Exchange-traded funds for insurers
Exchange-traded funds (ETFs) can help insurers like you achieve their general account objectives, with low risk-based capital requirements and bond-like accounting treatment.
In April 2017, the National Association of Insurance Commissioners (NAIC) passed a revision to their Statutory Accounting Principles (specifically, SAP 26, which allows insurers to report their designated fixed income ETF investments at either fair value or systematic value). Systematic value, an accounting methodology, permits insurers to report these designated fixed income ETF investments in a bond-like manner since they can be amortized from quarter to quarter on the NAIC filing. Compared to the fair value method, systematic value results in lower reported volatility.
Why consider fixed income ETFs?
There are several reasons why insurance companies may want to incorporate fixed income ETFs into their portfolios:
- More favorable risk-based capital treatment. Fixed income ETFs with a NAIC Designation can be reported as bonds or preferred stock by insurers.

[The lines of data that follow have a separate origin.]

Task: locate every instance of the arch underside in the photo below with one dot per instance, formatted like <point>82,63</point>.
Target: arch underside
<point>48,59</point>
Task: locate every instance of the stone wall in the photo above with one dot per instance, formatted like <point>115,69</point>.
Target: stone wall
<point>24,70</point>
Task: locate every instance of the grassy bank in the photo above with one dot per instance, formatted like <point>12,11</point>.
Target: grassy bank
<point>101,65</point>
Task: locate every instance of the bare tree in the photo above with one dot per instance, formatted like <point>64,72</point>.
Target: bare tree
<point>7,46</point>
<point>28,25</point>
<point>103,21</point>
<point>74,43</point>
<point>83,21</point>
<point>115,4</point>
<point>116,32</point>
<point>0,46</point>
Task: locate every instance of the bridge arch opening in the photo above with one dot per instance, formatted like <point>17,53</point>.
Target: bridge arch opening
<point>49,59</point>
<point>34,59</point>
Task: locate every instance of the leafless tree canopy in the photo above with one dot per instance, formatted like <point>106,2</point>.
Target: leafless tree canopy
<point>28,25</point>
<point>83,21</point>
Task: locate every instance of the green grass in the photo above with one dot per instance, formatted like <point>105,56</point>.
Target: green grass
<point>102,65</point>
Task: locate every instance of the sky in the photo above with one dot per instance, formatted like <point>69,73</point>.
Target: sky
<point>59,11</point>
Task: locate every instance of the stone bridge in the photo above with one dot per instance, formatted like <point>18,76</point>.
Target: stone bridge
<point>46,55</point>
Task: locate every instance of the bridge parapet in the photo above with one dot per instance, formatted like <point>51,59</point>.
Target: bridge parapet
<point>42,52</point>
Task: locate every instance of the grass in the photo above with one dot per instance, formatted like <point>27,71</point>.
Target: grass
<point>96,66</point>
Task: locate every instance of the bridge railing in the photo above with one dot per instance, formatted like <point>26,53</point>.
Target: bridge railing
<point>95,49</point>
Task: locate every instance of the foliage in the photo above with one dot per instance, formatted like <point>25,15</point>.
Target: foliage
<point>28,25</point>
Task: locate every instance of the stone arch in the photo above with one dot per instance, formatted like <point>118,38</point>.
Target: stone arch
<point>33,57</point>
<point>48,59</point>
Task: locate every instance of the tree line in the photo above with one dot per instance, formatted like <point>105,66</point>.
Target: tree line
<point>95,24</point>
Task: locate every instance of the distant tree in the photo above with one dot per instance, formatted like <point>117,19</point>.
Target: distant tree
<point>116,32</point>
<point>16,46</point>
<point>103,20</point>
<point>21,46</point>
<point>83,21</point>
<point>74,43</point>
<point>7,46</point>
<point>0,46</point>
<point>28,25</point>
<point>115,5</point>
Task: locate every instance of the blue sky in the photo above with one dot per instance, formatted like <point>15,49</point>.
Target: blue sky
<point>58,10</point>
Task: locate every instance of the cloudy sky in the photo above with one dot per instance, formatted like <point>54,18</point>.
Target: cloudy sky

- Exposure to non-traditional fixed income sectors. ETFs provide convenient and efficient access to non-traditional fixed income sectors (e.g., emerging market debt or senior loans) that may offer enhanced income opportunities beyond traditional exposures.
- Liquidity buffers in less liquid asset classes. Some fixed income ETFs may provide a more favorable implementation profile than their underlying holdings, helping to address challenges like illiquidity, price uncertainty, and high trading costs.
- Cash management. ETFs are often utilized to equitize cash positions and may serve as an effective stopgap for cash management.
Explore Invesco’s fixed income ETF suite
We offer seven fixed income ETFs that have earned a NAIC or preliminary NAIC Designation** from the NAIC’s Securities Valuation Office. Fixed income ETFs with a NAIC Designation can be reported as bonds or preferred stock by insurers, which allows for more favorable risk-based capital treatment.
A preliminary NAIC Designation cannot be used to report an ETF to state insurance regulators. However, the purchasing insurance company may obtain a NAIC Designation by filing the ETF with the NAIC's Securities Valuation Office — and we can accommodate the registration fee on your behalf.
Ticker | Fund Name | Asset Class | NAIC Designation As of 4/2/2020 |
Inception date |
---|---|---|---|---|
BAB | Invesco Taxable Municipal Bond Portfolio | Taxable munis | Preliminary 1.G | 11/17/2009 |
BKLN | Invesco Senior Loan Portfolio | Senior loans | Preliminary 4.A | 3/3/2011 |
CLTL | Invesco Treasury Collateral Portfolio | Short-duration treasuries | Preliminary 1 .B | 1/12/2017 |
GSY | Ultra-short duration Portfolio | Ultra-short duration bonds | Preliminary 2.B As of 6/8/2020 |
2/12/2008 |
PCY | Invesco Emerging Markets Sovereign Debt Portfolio | Emerging market sovereign debt | Preliminary 3.C | 10/11/2007 |
PHB | Invesco Fundamental High Yield Corporate Bond Portfolio | High-yield bond | Preliminary 3.C | 11/15/2007 |
PICB | Invesco International Corporate Bond Portfolio | International corporate bonds | Preliminary 2.A | 6/3/2010 |
Fixed income ETFs with a NAIC designation can be reported as bonds of preferred stock by insurers, which allows for more favorable risk-based capital treatment.